Our hero this week is the Gauteng Department of Education, which seems to have gained a new lease on life under recently appointed premier David Makhura. In May he announced his 10-member cabinet, including former education spokesperson Panyaza Lesufi, who's now education MEC.
Lesufi has wasted no time in coming to the defence of pupils and parents – at the beginning of June he ordered a school that allegedly humiliated girl pupils by checking them for sign of sexual activity to apologise to them, their parents and, according to departmental spokesperson Phumla Sekhonyane, “to apologise unreservedly to South Africans. We believe it's very important to respect the dignity of our learners."
Lesufi said his department would protect the right of schoolgirls. He has already stated that he wants to clamp down on teacher and pupil misconduct, by setting up a permanent body which will deal with those issues. In his first two weeks, he is reported to have fired two teachers who sexually assaulted pupils."I am going to be remembered in this department as the person that expelled the most teachers and learners," he said.
He has also set his sights on gangs operating in Soweto and East and West Rand schools, that are responsible for bringing drugs and weapons onto the premises, distributing pornography, and disrupting the environment in other vile ways. "We have given ourselves 100 days to crush them," Lesufi said, adding that pupils found with drugs, alcohol or weapons at school would be suspended before undergoing a disciplinary process.

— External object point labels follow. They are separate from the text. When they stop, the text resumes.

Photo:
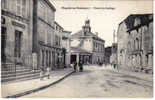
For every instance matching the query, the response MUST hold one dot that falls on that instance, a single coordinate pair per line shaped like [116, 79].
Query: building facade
[66, 44]
[113, 57]
[16, 31]
[138, 51]
[90, 42]
[60, 52]
[43, 33]
[108, 52]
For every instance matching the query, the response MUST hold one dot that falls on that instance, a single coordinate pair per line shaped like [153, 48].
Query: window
[3, 43]
[24, 7]
[4, 4]
[18, 36]
[21, 7]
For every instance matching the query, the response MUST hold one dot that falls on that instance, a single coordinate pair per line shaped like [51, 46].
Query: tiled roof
[144, 19]
[79, 50]
[89, 34]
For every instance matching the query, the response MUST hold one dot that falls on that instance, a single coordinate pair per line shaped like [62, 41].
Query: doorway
[73, 58]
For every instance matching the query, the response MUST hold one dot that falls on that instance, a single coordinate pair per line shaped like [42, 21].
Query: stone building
[60, 52]
[113, 57]
[138, 52]
[16, 31]
[66, 44]
[43, 33]
[108, 52]
[90, 42]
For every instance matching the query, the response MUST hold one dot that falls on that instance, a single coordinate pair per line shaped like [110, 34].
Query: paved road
[98, 81]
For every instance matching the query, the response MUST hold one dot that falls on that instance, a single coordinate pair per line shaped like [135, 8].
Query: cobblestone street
[98, 81]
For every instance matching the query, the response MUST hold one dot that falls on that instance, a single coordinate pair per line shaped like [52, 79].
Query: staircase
[18, 73]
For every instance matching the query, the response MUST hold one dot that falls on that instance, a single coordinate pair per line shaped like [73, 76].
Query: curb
[38, 89]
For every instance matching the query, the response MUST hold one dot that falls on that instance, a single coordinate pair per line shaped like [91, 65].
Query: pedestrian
[75, 66]
[48, 72]
[80, 66]
[41, 73]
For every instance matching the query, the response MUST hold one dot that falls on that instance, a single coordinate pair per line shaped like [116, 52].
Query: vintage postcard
[76, 48]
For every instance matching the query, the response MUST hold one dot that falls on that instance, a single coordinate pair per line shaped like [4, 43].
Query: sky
[104, 20]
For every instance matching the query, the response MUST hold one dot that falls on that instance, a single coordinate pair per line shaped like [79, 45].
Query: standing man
[80, 66]
[75, 66]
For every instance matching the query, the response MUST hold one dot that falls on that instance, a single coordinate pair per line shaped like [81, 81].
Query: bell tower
[86, 27]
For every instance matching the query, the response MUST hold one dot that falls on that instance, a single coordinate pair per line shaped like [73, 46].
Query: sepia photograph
[77, 49]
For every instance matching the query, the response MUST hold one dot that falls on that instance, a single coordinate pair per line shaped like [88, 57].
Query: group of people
[76, 65]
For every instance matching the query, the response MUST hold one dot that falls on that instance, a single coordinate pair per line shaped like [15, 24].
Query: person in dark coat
[75, 66]
[80, 66]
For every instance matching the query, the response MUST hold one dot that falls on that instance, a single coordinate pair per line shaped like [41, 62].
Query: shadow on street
[82, 73]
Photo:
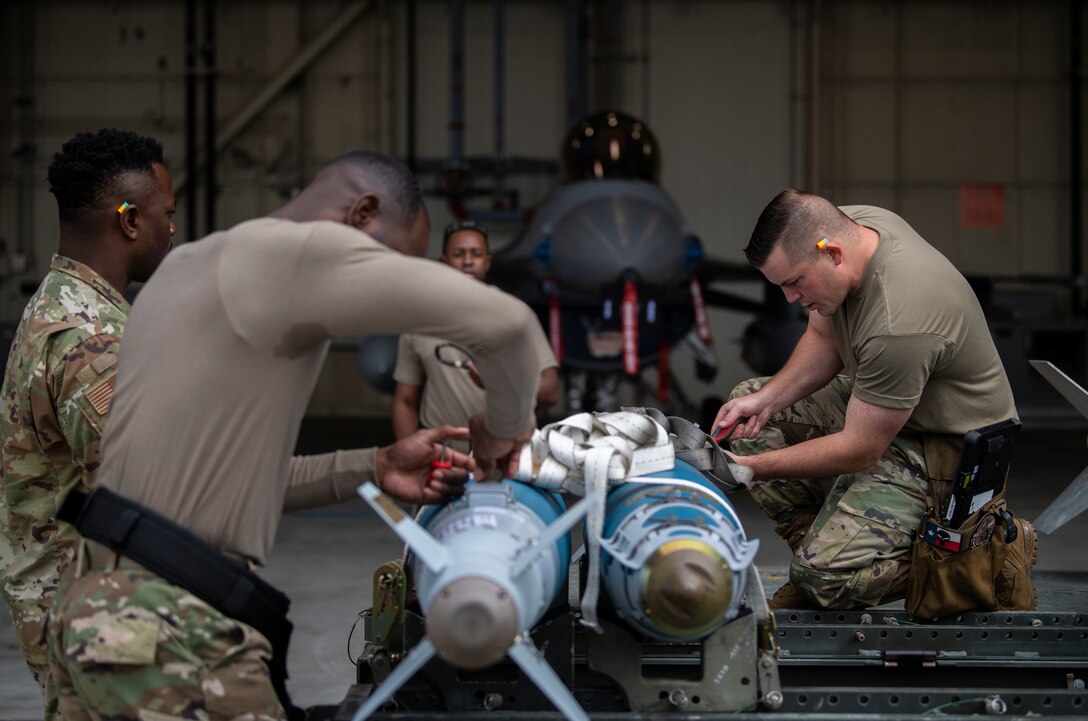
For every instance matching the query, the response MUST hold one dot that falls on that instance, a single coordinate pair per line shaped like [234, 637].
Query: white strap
[585, 455]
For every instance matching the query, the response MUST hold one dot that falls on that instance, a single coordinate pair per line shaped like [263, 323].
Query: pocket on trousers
[127, 638]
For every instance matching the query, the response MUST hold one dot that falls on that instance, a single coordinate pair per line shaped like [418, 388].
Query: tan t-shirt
[913, 335]
[223, 348]
[448, 394]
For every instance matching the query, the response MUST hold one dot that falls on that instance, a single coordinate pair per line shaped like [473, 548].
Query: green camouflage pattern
[857, 551]
[56, 395]
[125, 645]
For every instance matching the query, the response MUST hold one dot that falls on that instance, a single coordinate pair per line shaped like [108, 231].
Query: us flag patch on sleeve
[100, 394]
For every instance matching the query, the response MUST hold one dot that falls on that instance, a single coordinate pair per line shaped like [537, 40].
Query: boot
[793, 530]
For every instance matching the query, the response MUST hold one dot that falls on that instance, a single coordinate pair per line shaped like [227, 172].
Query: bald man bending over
[221, 356]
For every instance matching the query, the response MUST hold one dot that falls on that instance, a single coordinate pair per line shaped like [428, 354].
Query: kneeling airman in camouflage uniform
[115, 203]
[897, 353]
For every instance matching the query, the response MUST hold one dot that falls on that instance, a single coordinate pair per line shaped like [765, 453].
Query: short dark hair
[83, 174]
[398, 188]
[795, 220]
[466, 224]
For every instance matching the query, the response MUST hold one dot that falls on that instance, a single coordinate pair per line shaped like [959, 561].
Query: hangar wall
[909, 104]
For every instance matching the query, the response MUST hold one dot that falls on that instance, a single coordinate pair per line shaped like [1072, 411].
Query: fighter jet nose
[472, 622]
[610, 145]
[688, 587]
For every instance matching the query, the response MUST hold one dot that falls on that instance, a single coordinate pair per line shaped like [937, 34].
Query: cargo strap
[585, 455]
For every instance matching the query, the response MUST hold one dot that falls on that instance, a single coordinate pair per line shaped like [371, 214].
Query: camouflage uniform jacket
[57, 390]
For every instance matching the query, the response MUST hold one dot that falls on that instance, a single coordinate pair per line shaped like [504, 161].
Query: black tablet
[984, 464]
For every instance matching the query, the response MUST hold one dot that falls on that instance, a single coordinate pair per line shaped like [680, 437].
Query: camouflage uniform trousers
[126, 645]
[857, 550]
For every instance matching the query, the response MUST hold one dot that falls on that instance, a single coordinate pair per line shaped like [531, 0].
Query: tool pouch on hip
[984, 564]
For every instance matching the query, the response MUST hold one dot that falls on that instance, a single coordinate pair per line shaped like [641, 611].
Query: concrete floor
[324, 560]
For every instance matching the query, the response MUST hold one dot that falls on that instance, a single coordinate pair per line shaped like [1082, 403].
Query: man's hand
[404, 469]
[749, 413]
[490, 450]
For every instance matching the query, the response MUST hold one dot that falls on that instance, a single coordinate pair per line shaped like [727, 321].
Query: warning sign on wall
[981, 204]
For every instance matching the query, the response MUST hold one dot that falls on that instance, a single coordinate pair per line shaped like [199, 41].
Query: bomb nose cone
[472, 622]
[688, 587]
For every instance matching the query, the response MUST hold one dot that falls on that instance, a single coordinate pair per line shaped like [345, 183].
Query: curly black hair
[83, 173]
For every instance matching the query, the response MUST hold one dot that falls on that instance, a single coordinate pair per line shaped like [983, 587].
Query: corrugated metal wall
[907, 104]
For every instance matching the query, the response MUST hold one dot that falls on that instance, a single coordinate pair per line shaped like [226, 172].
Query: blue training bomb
[675, 559]
[486, 567]
[477, 607]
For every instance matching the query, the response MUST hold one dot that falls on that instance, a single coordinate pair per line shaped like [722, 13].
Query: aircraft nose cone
[472, 622]
[688, 589]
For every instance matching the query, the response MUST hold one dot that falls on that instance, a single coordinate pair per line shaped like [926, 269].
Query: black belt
[183, 559]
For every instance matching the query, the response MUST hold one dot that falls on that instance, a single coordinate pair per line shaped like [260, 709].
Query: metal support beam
[251, 110]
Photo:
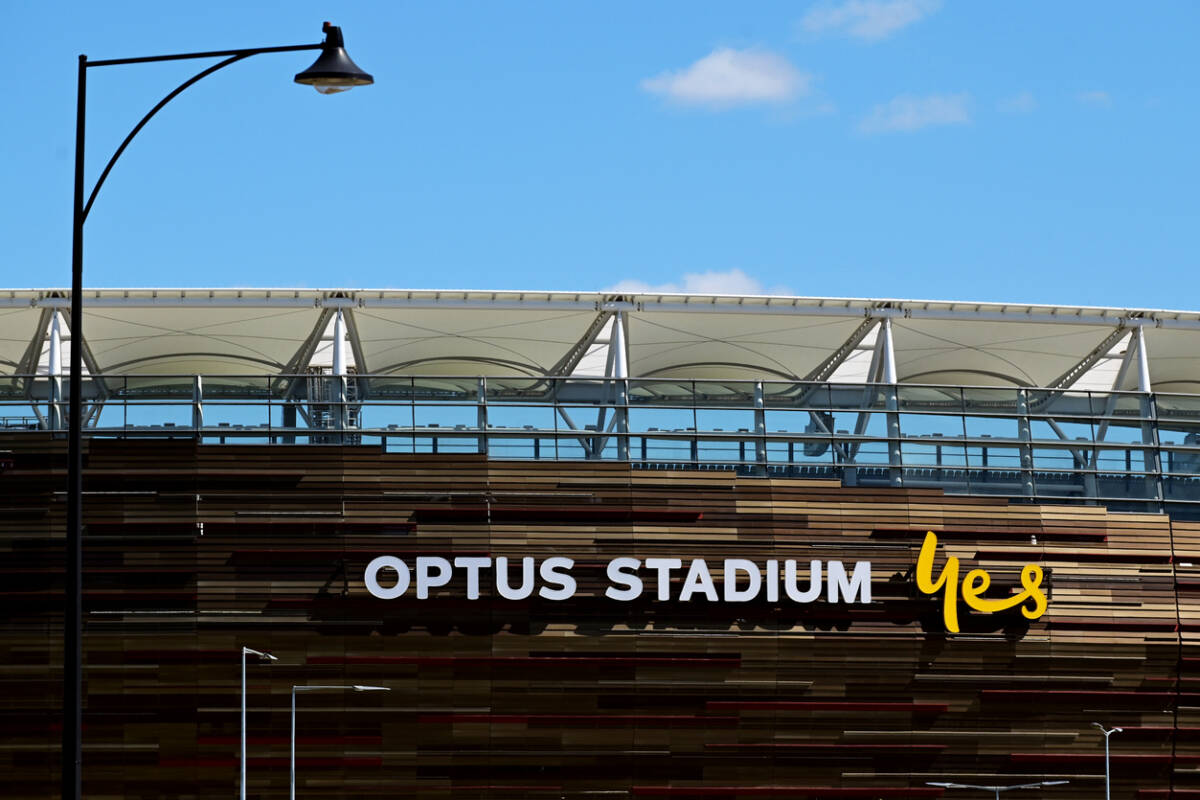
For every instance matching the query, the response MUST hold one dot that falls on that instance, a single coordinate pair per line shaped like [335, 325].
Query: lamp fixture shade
[334, 71]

He has already made known his goal of obtaining the best matric results in the country, recruiting committed teachers, and providing clean water, sanitation and power to schools. As if that wasn’t enough, his ultimate aim is, within three years, to establish paperless classrooms, where every child will use a tablet and the internet to carry out the work, doing away with pens and paper. This will ease the administrative burden for teachers, he reasoned, and children would no longer have to rely on stationery and textbooks, which may or may not arrive.
And “educators and officials will be hired on merit and nothing else,” said the ambitious MEC. “We are investing in the future.”
While this may seem somewhat lofty at this stage, given the struggle faced by the national and provincial departments just to provide the most basic facilities, we can’t fault Lesufi for his get-up-and-go attitude.